“You said you knew why I went away; I want to tell you why I came back.”
“No! no!” she exclaimed. “It could be of no use—of no help to either of us.”
“I came back,” he went on, ignoring her interruption, “merely to ask you one question. Will you hear it and answer it? I can wait,” he added, as she kept silence.
“Then, to-morrow, as soon as possible,” Mrs. Branscome replied, beaten by his persistency. “Come at seven; we dine at eight, so I can give you half-an-hour. But you are ungenerous.”
That night began what may be termed the crisis of Hilton’s education. This was the second time he had caught Mrs. Branscome unawares. On the first occasion—that of his unexpected arrival in England—he did not possess the experience to measure accurately looks and movements, or to comprehend them as the connotation of words. It is doubtful, besides, whether, had he owned the skill, he would have had the power to exercise it, so engrossed was he in his own distress. By the process, however, of continually repressing the visible signs of his own emotions, he had now learnt to appreciate them in others. And in Mrs. Branscome’s sudden change of colour, in little convulsive movements of her hands, and in a certain droop of eyelids veiling eyes which met the gaze frankly as a rule, he read this evening sure proofs of the constancy of her heart. This fresh knowledge affected him in two ways. On the one hand it gave breath to the selfish passion which now dominated his ideas. At the same time, however it assured him that when he asked his question: “Why did you not send for me?” an unassailable answer would be forthcoming; and, moreover, by convincing him of this, it destroyed the sole excuse he had pleaded to himself for claiming the right to ask it. In self-defence Hilton had recourse to his old outcry against the marriage laws and, finding this barren, came in the end to frankly devising schemes for their circumvention. Such inward personal conflicts were, of necessity, strange to a man dry-nursed on abstractions, and, after a night of tension, they tossed him up on the shores of the morning broken in mind and irresolute for good or ill.
* * * * *
Mrs. Branscome received him impassively at the appointed time. David saw that he was expected to speak to the point, and a growing scorn for his own insistence urged him to the same course. He plunged abruptly into his subject and his manner showed him in the rough, more particularly to himself.
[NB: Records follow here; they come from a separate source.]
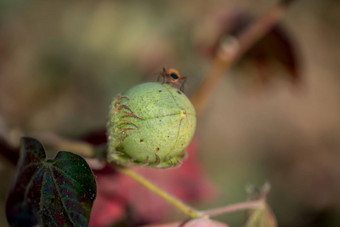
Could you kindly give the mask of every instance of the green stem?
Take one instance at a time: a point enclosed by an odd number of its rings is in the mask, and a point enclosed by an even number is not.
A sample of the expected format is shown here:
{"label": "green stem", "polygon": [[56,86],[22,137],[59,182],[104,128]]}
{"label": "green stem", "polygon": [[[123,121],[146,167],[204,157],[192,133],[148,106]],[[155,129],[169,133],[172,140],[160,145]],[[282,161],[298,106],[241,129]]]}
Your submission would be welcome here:
{"label": "green stem", "polygon": [[174,205],[176,208],[178,208],[179,210],[189,215],[191,218],[198,218],[202,216],[201,212],[184,204],[182,201],[178,200],[177,198],[168,194],[164,190],[160,189],[159,187],[157,187],[156,185],[154,185],[153,183],[151,183],[150,181],[148,181],[147,179],[145,179],[143,176],[139,175],[137,172],[133,171],[132,169],[126,168],[123,166],[117,166],[117,165],[115,165],[115,167],[117,168],[118,171],[131,177],[135,181],[139,182],[144,187],[148,188],[150,191],[156,193],[157,195],[159,195],[160,197],[162,197],[163,199],[165,199],[166,201]]}

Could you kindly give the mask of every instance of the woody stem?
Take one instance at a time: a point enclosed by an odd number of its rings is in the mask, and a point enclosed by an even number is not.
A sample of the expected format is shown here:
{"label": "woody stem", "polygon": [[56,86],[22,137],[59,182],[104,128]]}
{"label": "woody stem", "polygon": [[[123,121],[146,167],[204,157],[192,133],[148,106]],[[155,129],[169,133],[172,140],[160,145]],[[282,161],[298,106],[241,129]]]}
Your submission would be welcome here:
{"label": "woody stem", "polygon": [[250,25],[238,37],[232,37],[222,45],[213,60],[210,70],[200,86],[191,97],[191,101],[199,116],[206,107],[214,90],[231,66],[258,40],[267,34],[285,15],[288,6],[297,0],[281,0],[271,7],[262,17]]}

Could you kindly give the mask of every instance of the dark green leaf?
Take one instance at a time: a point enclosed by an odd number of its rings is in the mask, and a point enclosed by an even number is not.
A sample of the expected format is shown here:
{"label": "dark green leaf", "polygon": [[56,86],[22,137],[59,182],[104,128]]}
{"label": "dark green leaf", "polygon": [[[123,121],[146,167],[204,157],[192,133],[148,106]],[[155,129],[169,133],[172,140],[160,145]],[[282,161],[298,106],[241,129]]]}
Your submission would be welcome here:
{"label": "dark green leaf", "polygon": [[96,182],[86,161],[60,151],[45,160],[35,139],[21,140],[16,182],[6,204],[11,226],[87,226]]}

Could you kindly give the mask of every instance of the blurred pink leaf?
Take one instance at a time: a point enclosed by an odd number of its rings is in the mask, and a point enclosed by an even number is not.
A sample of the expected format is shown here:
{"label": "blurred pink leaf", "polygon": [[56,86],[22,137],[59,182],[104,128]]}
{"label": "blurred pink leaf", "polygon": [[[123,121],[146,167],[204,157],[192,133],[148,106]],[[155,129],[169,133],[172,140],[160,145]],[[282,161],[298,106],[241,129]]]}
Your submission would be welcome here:
{"label": "blurred pink leaf", "polygon": [[[106,139],[106,136],[105,138],[103,136],[94,134],[87,137],[86,141],[101,144]],[[184,202],[211,200],[213,186],[204,176],[203,169],[197,160],[195,138],[187,148],[187,152],[189,157],[178,168],[137,167],[133,169]],[[94,170],[94,174],[97,181],[97,199],[93,205],[90,226],[101,227],[116,223],[126,217],[127,210],[132,214],[132,217],[129,216],[129,221],[135,222],[129,225],[159,222],[173,209],[158,195],[129,177],[117,173],[110,166]]]}
{"label": "blurred pink leaf", "polygon": [[146,225],[144,227],[228,227],[228,225],[210,220],[208,218],[192,219],[185,222],[172,222],[159,225]]}

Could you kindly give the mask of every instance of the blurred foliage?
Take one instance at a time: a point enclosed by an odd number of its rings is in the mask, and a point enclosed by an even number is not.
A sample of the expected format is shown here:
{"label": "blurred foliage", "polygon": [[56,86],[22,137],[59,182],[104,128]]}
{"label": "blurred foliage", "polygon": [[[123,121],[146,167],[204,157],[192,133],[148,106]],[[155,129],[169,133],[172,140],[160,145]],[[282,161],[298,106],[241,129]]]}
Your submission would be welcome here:
{"label": "blurred foliage", "polygon": [[[189,77],[190,94],[211,60],[197,47],[211,34],[206,21],[235,9],[258,16],[275,2],[3,0],[0,118],[26,135],[78,137],[105,127],[113,96],[156,80],[164,66]],[[269,180],[268,203],[279,226],[340,225],[339,6],[301,0],[283,20],[303,61],[303,86],[246,90],[229,78],[220,83],[198,121],[199,158],[220,188],[218,199],[202,208],[243,201],[245,185]],[[239,69],[233,78],[247,74]],[[270,73],[284,73],[275,70]],[[1,161],[0,205],[9,172]],[[219,220],[240,226],[245,215]]]}

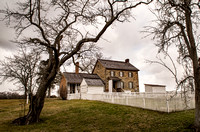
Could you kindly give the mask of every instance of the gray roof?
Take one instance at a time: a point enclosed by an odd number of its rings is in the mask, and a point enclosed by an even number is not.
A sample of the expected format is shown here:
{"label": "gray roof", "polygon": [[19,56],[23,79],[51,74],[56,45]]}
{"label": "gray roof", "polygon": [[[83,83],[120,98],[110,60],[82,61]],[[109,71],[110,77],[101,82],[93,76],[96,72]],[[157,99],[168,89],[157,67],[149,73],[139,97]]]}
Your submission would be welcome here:
{"label": "gray roof", "polygon": [[145,86],[152,86],[152,87],[166,87],[165,85],[158,85],[158,84],[144,84]]}
{"label": "gray roof", "polygon": [[126,71],[139,71],[131,63],[126,63],[124,61],[113,61],[113,60],[98,60],[106,69],[112,70],[126,70]]}
{"label": "gray roof", "polygon": [[76,83],[81,84],[83,78],[88,79],[100,79],[97,74],[87,74],[87,73],[70,73],[64,72],[63,75],[65,76],[68,83]]}
{"label": "gray roof", "polygon": [[88,86],[104,86],[101,79],[85,79]]}

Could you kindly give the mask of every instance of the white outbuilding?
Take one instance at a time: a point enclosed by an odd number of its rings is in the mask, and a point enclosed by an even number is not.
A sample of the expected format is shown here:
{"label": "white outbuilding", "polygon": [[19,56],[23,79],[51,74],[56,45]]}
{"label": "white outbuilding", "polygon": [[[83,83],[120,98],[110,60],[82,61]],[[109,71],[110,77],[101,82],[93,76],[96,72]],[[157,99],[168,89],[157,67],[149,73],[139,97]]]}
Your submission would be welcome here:
{"label": "white outbuilding", "polygon": [[144,84],[145,92],[148,93],[165,93],[166,86],[165,85],[155,85],[155,84]]}
{"label": "white outbuilding", "polygon": [[104,92],[104,83],[101,79],[83,78],[81,85],[81,93],[101,94]]}

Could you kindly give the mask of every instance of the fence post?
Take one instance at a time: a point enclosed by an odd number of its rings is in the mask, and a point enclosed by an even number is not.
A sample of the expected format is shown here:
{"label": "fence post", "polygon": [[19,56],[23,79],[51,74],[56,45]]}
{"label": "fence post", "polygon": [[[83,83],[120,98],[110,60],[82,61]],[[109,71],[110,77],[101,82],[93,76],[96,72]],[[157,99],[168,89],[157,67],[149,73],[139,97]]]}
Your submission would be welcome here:
{"label": "fence post", "polygon": [[114,103],[114,98],[113,98],[113,95],[111,94],[111,98],[112,98],[112,103]]}
{"label": "fence post", "polygon": [[146,108],[146,102],[145,102],[145,98],[143,97],[143,105],[144,105],[144,108]]}
{"label": "fence post", "polygon": [[169,113],[169,100],[167,100],[167,112]]}
{"label": "fence post", "polygon": [[128,96],[125,96],[126,98],[126,105],[128,105]]}
{"label": "fence post", "polygon": [[143,94],[143,105],[146,108],[146,93]]}

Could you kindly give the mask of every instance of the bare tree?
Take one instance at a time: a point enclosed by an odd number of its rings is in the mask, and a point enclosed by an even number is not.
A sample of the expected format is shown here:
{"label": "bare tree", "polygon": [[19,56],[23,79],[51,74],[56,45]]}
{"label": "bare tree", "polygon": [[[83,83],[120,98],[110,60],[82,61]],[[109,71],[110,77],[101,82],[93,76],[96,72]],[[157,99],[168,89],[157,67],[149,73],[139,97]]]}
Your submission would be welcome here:
{"label": "bare tree", "polygon": [[[3,9],[3,20],[12,24],[17,43],[40,47],[48,55],[48,65],[29,112],[14,123],[38,122],[47,88],[68,59],[83,45],[97,42],[115,21],[125,22],[130,9],[152,0],[117,2],[115,0],[26,0],[15,10]],[[31,30],[31,33],[27,31]],[[26,31],[26,33],[25,33]]]}
{"label": "bare tree", "polygon": [[[172,77],[175,80],[176,83],[176,90],[174,91],[174,94],[169,98],[173,99],[177,93],[178,90],[181,90],[181,96],[185,102],[185,108],[188,108],[188,103],[190,101],[190,97],[189,97],[189,93],[193,93],[194,89],[193,89],[193,76],[192,76],[192,72],[191,72],[191,66],[188,65],[188,61],[189,60],[183,60],[179,61],[179,65],[177,66],[173,60],[173,58],[167,53],[167,52],[162,52],[164,53],[164,57],[160,57],[157,56],[157,60],[147,60],[146,62],[149,64],[158,64],[163,66],[164,68],[167,69],[167,71],[169,71],[172,75]],[[160,55],[160,54],[159,54]],[[167,60],[169,61],[169,63],[167,63]],[[171,64],[170,64],[171,63]],[[180,73],[178,73],[178,70],[183,70],[183,73],[180,75]]]}
{"label": "bare tree", "polygon": [[19,84],[19,90],[24,91],[25,98],[29,96],[31,99],[39,61],[40,52],[20,47],[17,55],[0,61],[0,78],[2,81],[8,80]]}
{"label": "bare tree", "polygon": [[[151,33],[157,39],[159,52],[167,52],[171,45],[178,48],[179,60],[192,66],[195,84],[195,127],[200,131],[200,65],[199,27],[200,1],[198,0],[157,0],[156,26]],[[187,81],[190,76],[183,80]]]}

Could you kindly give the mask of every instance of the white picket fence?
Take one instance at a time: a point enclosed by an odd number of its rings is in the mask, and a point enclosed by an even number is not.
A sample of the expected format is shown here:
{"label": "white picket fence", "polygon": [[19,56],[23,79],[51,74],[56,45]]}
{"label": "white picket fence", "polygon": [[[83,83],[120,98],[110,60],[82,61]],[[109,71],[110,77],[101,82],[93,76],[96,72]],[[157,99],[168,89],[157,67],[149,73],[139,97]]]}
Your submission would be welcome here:
{"label": "white picket fence", "polygon": [[[186,97],[186,99],[185,99]],[[194,94],[184,96],[181,93],[103,93],[103,94],[68,94],[68,100],[98,100],[113,104],[134,106],[144,109],[173,112],[194,109]]]}

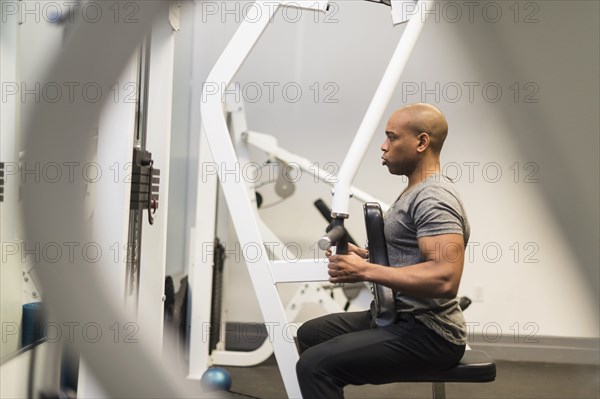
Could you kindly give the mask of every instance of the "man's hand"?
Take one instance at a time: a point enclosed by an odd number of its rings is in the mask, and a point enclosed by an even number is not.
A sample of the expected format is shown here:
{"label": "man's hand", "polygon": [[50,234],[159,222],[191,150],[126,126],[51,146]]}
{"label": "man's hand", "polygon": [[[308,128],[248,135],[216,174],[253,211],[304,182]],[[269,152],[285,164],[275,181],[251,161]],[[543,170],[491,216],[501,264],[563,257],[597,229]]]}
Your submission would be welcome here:
{"label": "man's hand", "polygon": [[351,252],[348,255],[330,255],[327,270],[330,276],[329,282],[337,284],[365,281],[366,271],[371,266],[356,252]]}
{"label": "man's hand", "polygon": [[[349,254],[356,254],[358,256],[360,256],[361,258],[367,258],[369,256],[369,251],[367,251],[364,248],[360,248],[357,247],[354,244],[348,243],[348,253]],[[333,255],[333,252],[331,251],[331,249],[328,249],[327,251],[325,251],[325,256],[326,257],[331,257],[331,255]]]}

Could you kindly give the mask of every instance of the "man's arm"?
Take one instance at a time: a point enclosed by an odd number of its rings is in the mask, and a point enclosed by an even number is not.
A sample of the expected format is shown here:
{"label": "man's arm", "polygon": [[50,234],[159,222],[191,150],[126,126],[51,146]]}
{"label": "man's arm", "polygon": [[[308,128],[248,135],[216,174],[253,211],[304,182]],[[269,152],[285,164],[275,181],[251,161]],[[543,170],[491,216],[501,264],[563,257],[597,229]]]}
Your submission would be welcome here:
{"label": "man's arm", "polygon": [[423,262],[405,267],[369,263],[356,254],[329,258],[329,281],[370,281],[413,297],[454,298],[464,265],[465,245],[461,234],[441,234],[418,239]]}

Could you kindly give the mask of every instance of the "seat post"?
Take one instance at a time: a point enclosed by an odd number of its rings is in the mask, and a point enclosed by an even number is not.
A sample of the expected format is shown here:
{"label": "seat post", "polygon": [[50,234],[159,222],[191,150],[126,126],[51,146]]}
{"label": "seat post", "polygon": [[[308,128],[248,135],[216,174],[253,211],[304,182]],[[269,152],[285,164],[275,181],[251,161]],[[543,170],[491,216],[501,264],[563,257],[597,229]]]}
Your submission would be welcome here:
{"label": "seat post", "polygon": [[433,399],[446,399],[446,385],[443,382],[434,382],[433,388]]}

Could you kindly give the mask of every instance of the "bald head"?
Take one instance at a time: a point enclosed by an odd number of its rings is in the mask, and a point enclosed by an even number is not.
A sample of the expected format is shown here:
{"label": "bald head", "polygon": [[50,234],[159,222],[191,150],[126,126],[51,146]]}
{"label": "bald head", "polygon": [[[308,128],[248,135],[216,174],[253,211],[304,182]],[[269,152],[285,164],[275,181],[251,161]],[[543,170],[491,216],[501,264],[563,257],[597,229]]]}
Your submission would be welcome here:
{"label": "bald head", "polygon": [[409,104],[392,114],[390,123],[402,124],[412,131],[415,136],[427,133],[430,137],[430,147],[439,154],[448,135],[448,122],[444,114],[431,104]]}

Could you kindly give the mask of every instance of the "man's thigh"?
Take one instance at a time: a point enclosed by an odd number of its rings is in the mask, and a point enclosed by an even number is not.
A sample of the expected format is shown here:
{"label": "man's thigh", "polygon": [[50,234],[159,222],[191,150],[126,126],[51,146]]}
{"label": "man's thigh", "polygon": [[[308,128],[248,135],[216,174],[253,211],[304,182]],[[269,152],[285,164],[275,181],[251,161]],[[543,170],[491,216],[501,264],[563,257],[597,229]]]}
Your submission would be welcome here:
{"label": "man's thigh", "polygon": [[334,313],[309,320],[298,329],[300,352],[340,335],[370,327],[369,311]]}
{"label": "man's thigh", "polygon": [[331,338],[303,360],[337,384],[385,384],[403,375],[444,370],[462,356],[458,347],[414,320]]}

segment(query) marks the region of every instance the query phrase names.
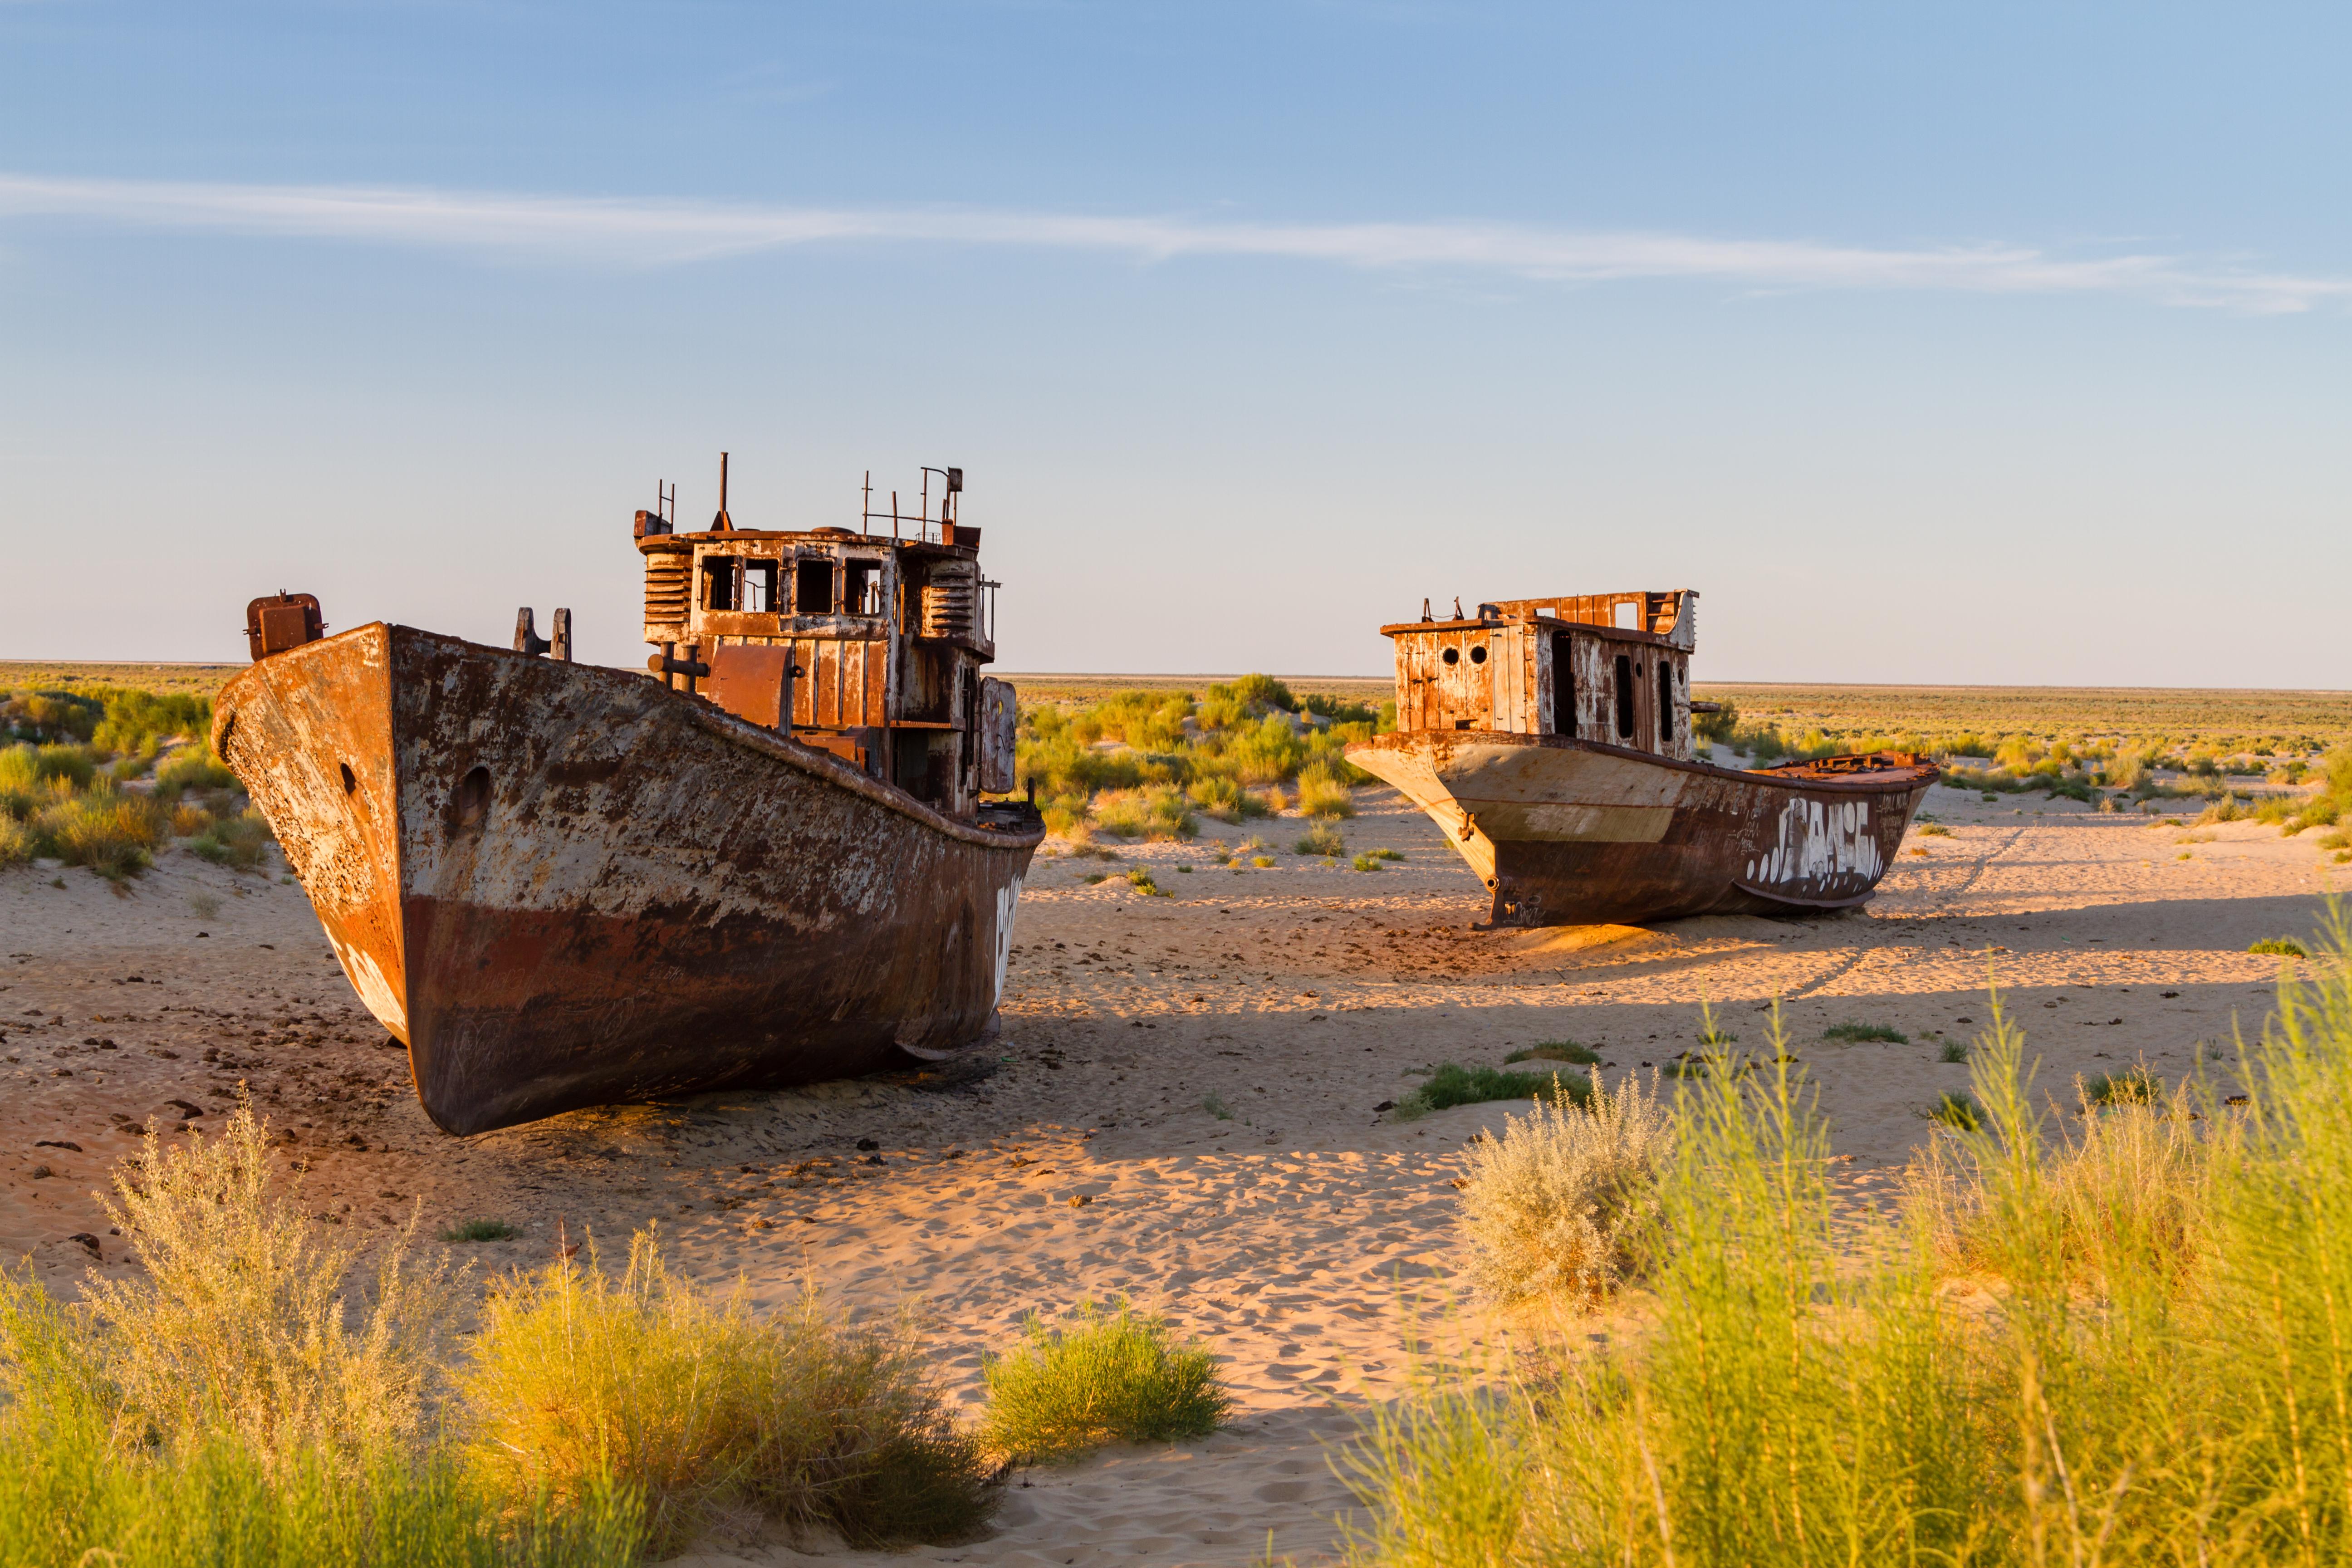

“What I came back to ask you is just this. You know—you must know—that I would have come, whatever the consequence. Why did you not send for me after, after—?”
“Why did I not send for you?” Mrs. Branscome took him up, repeating his words mechanically, as though their meaning had not reached her. “You don’t mean that you never received my letter. Oh, don’t say that! It can’t have miscarried, I registered it.”